Definite integrals obey rules similar to those for indefinite integrals. The following theorem is analogous to one for indefinite integrals.

###### Theorem (Linearity of integration)
1. If $$f$$ and $$g$$ are continuous functions on the interval $$[a,b]$$, then $\int_a^b \big( f(x) \pm g(x) \big) \; dx = \int_a^b f(x) \; dx \, \pm \int_a^b g(x) \; dx.$
2. If $$f$$ is a continuous function on $$[a,b]$$, and $$k$$ is a real constant, then> $\int_a^b kf(x) \; dx = k \int_a^b f(x) \; dx.$

The endpoints on a definite integral obey the following theorem.

Let $$f \colon [a,b] \to \mathbb{R}$$ be continuous, where $$a,b$$ are real numbers. Let $$c$$ be a real number between $$a$$ and $$b$$. Then,

$\int_a^b f(x) \; dx = \int_a^c f(x) \; dx \, + \int_c^b f(x) \; dx.$

As with many mathematical statements, it's useful to understand these two theorems both algebraically (in terms of antiderivatives) and geometrically.

For instance, we can think of the second theorem (additivity of integration) as saying geometrically that, if we consider the signed area between $$y=f(x)$$ and the $$x$$-axis from $$x=a$$ to $$x=b$$, then this signed area is equal to the sum of the signed area from $$x=a$$ to $$x=c$$ and that from $$x=c$$ to $$x=b$$. Alternatively, if we let $$F(x)$$ be an antiderivative of $$f(x)$$, we can regard the theorem as just expressing that

$F(b) - F(a) = \big(F(c) - F(a)\big) + \big(F(b) - F(c)\big).$

This piece of algebra and the fundamental theorem of calculus together give a rigorous proof of the theorem.

##### Exercise 13

Find a geometric interpretation of part (b) of the first theorem of this section (linearity of integration). You may assume the graph of $$y=f(x)$$ lies above the $$x$$-axis.

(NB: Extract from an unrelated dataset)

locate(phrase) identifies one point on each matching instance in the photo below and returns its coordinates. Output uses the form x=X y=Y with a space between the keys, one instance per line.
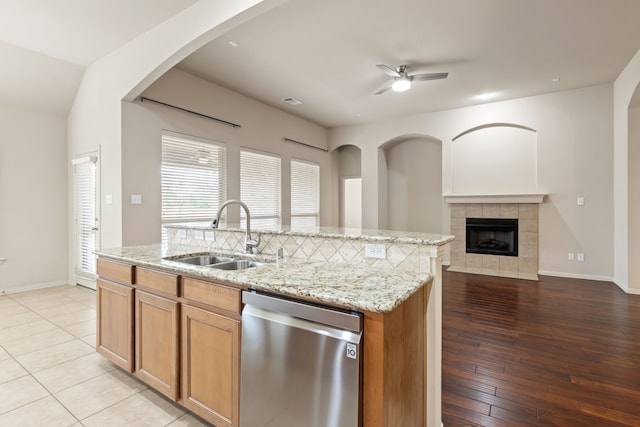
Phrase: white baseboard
x=576 y=275
x=30 y=287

Also find an interpretation in terms of antiderivatives.

We have stated the second theorem (additivity of integration) so that $$a < c < b$$. But in fact, this theorem works when $$a,b,c$$ are in any order, as long as $$f,g$$ are defined and continuous over the appropriate intervals. We just have to make sense of integrals which have their terminals 'in the wrong order'. When $$a>b$$, we define,

$\int_a^b f(x) \; dx = - \int_b^a f(x) \; dx.$

We can think of this as saying that, when $$x$$ goes backwards from $$a$$ to $$b$$, we count areas as negative. In our area estimates, $$\Delta x = \frac{1}{n} (b-a)$$ is the negative of the rectangle widths. This fits with our previous definitions, as you can show in the following exercise.

##### Exercise 14

Let $$f \colon \mathbb{R} \to \mathbb{R}$$ be a continuous function, and let $$F(x)$$ be an antiderivative of $$f(x)$$. Using the fundamental theorem of calculus, show that for any real numbers $$a,b$$ (even when $$a>b$$),

$\int_a^b f(x) \; dx = F(b) - F(a).$
##### Exercise 15

Find $$\displaystyle\int_5^0 (-2x - 3) \; dx$$.